This repository is the open source code for our paper entitled "Deep Learning Hierarchical Representation from Heterogeneous Flow-level Communication Data", which is under review in IEEE Transactions on Information Forensics and Security (TIFS).
We present an alternative approach to the feature engineering process and show that it can replicate and optimize the key steps involved in feature engineering and learn hierarchical representations of communication behavior from heterogeneous communication data. The approach consists of two steps. First, the fixed-size encoding-data are extracted based on the idea of spatial pyramid pooling (SPP) to preserve the spatiotemporal characteristics of the communication data. This enables deep learning to be applied to heterogeneous communication data. Then, the convolutional neural network (CNN) structure is adopted to construct a feature extractor that automatically learns hierarchical and robust representations of communication behaviors without expert knowledge.
Here, we take the CTU-Malware dataset as an example to carry out the experiment. The CTU-Malware dataset consists of hundreds of captures (called scenarios) of malware samples (e.g., Neris, Rbot, Virut, DonBot, Nsis). Both malware and normal samples are included in the CTU-Malware dataset. The download address of the dataset is https://mcfp.felk.cvut.cz/publicDatasets/.
The user guide is presented as follow.
a. Download the original CTU Malware Dataset (As listed in “CTU_Malware_Dataset_Urls.txt”) into the [Orignal_Dir]
Tips: [Orignal_Dir] is a folder for storing sample files.
The format is: “SrcIP,DstIP,SrcPort,DstPort,Proto,SendPacketCount,ReceivePacketCount,PacketCount,SendLength,ReceiveLength,TotalLength,Time,FirstPacketArrive,LastPacketArrive,Duration,Label”.
Command: java -cp CTU_SPP.jar com.sgl.preprocessing.Preprocess_Reformat [Orignal_Dir] [Reformat_Dir]

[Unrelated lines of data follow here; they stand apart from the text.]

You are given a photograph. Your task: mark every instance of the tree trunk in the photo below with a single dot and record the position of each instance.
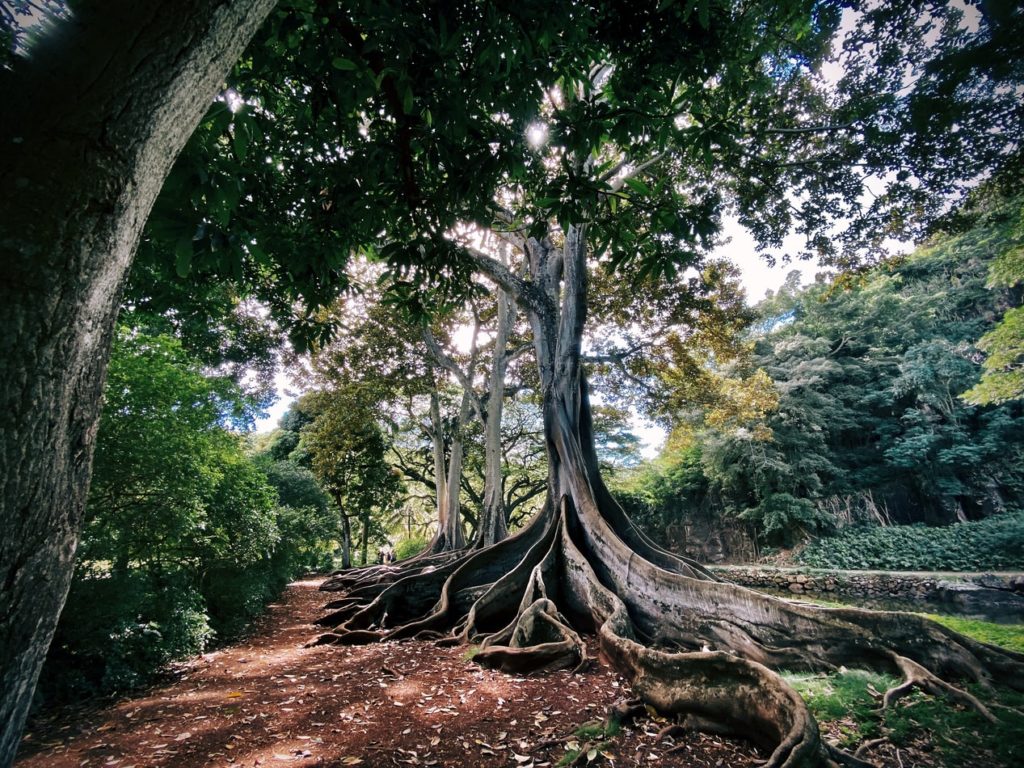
(493, 525)
(92, 122)
(366, 541)
(440, 471)
(455, 537)
(346, 541)
(583, 564)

Tips: [Reformat_Dir] is a folder for storing the reformat files.
Command: java -cp CTU_SPP.jar com.sgl.preprocessing.Preprocess_SplitSample [Reformat_Dir] [CommPair_Dir]

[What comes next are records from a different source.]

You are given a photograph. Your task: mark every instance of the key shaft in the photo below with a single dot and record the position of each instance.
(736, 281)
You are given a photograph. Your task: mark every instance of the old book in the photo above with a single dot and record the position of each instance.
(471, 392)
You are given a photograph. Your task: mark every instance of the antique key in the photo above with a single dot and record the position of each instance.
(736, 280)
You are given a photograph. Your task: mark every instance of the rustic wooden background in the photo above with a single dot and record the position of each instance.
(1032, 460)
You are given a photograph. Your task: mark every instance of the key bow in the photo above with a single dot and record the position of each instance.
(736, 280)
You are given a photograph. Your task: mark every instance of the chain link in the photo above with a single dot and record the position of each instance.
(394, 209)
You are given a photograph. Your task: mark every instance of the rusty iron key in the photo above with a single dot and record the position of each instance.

Tips: [CommPair_Dir] is a folder for storing the files of communication pairs.
The number of flows is reflected in the filename so that the SPP-encoding program (com.sgl.spp.SPPNetEncoding) can filter the CommPair files with fewer samples according to the filename.)
Command: java -cp CTU_SPP.jar com.sgl.preprocessing.Preprocess_SplitSample_CountInFilename [CommPair_Dir]
Command: java -cp CTU_SPP.jar com.sgl.spp.SPPNetEncoding [CommPair_Dir] [Label] [SPP_File]
Tips: [Label] indicates the type (Normal or Malware) of CommPair files under the current folder ([CommPair_Dir]). [SPP_File] indicates the file that stores the encoding result.
Command: java -cp CTU_SPP.jar com.sgl.preprocessing.Preprocess_Normalization_ZScore [SPP_Dir] 1134 calParam; java -cp CTU_SPP.jar com.sgl.preprocessing.Preprocess_Normalization_ZScore [SPP_Dir] 1134 doNormalization
Tips: [SPP_Dir] is a folder for storing SPP_Files. In order to make the program run normally, the filename of each [SPP_File] in [SPP_Dir] should start with "with_label_".
Command: python ExtractFeature2CSV.py [k] [K] [Malware_Sample_File] [Normal_Sample_File]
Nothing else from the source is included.